A terrible irony in Lai’s time in jail will be that he didn’t need to be there. In a video interview that was part of the Free Expression Festival leading up to the awards, Lai’s good friend, Wall Street Journal columnist William McGurn, said Lai “could have lived anywhere. But he’s a fighter … He could have left Hong Kong anytime and not been subject to these arrests.
“But he watched other people get arrested … and he said I’m not going to run. This guy chose a jail cell,” McGurn said.
Consider for a moment what that choice means: Earlier this year, news reports noted the arrest and abuse of a 37-year-old citizen-journalist in China, who had been reporting the effects of COVID-19 on those around her. While in custody, her hands were tied to her waist and she has been force-fed through a tube inserted into her stomach. By December, she was suffering headaches, stomach problems, low blood pressure and a throat infection. Other journalists have detailed beatings, torture and forced hard labor in unspeakable living conditions.

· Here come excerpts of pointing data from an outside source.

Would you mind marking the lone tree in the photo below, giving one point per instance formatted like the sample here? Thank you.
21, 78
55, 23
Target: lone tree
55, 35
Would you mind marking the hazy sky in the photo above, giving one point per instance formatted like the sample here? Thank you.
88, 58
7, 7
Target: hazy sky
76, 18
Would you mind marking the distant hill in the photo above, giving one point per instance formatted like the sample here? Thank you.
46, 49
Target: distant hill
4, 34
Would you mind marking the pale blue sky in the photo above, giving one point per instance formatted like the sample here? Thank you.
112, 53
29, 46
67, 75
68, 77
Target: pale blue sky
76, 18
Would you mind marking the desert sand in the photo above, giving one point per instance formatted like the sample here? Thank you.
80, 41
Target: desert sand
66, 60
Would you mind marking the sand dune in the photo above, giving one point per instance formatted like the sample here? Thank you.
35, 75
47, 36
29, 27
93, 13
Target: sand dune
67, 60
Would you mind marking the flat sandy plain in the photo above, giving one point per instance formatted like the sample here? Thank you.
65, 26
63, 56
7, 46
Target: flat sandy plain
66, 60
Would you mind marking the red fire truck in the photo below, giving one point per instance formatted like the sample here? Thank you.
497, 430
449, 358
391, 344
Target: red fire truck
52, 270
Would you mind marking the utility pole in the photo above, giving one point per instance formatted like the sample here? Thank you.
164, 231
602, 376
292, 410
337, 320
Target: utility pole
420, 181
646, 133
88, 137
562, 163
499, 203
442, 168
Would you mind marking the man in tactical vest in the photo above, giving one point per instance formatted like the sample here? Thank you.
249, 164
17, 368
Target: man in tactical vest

Earlier this week, a letter from Lai – as he awaited sentencing – was printed in Apple Daily. In his handwritten note, he said, “It is our responsibility as journalists to seek justice. As long as we are not blinded by unjust temptations, as long as we do not let evil get its way through us, we are fulfilling our responsibility.”
In accepting the award Thursday evening on behalf of his father, Sebastien Lai told the virtual FEA audience, “It has been a tough year, where we have seen the erosion of freedom of speech around the world. This has been especially visible in Hong Kong. Many of the rights that we used to take for granted have now been taken from – us as you can see from the 47 people who have been recently charged for what essentially is inciting democracy.”
Worldwide, CPJ reports three journalists have been killed thus far in 2021, more than 270 imprisoned through 2020 and 66 more are missing. Lai is the latest to be jailed – but unlikely to be the last – for what Lai said so well: “Fulfilling our responsibility.”
Now it’s our turn to take up that responsibility. We cannot permit China to simply drop Lai into its massive network of jails, prisons and concentration camps, to suffer out of sight – and Beijing no doubt hopes, out of mind. No matter whether that’s for 14 months or the rest of his life.
Write, protest, blog, post, whatever, however and whenever we can – using our First Amendment rights in this nation to build and sustain a worldwide movement to defend Lai’s rights in his. Free Jimmy Lai.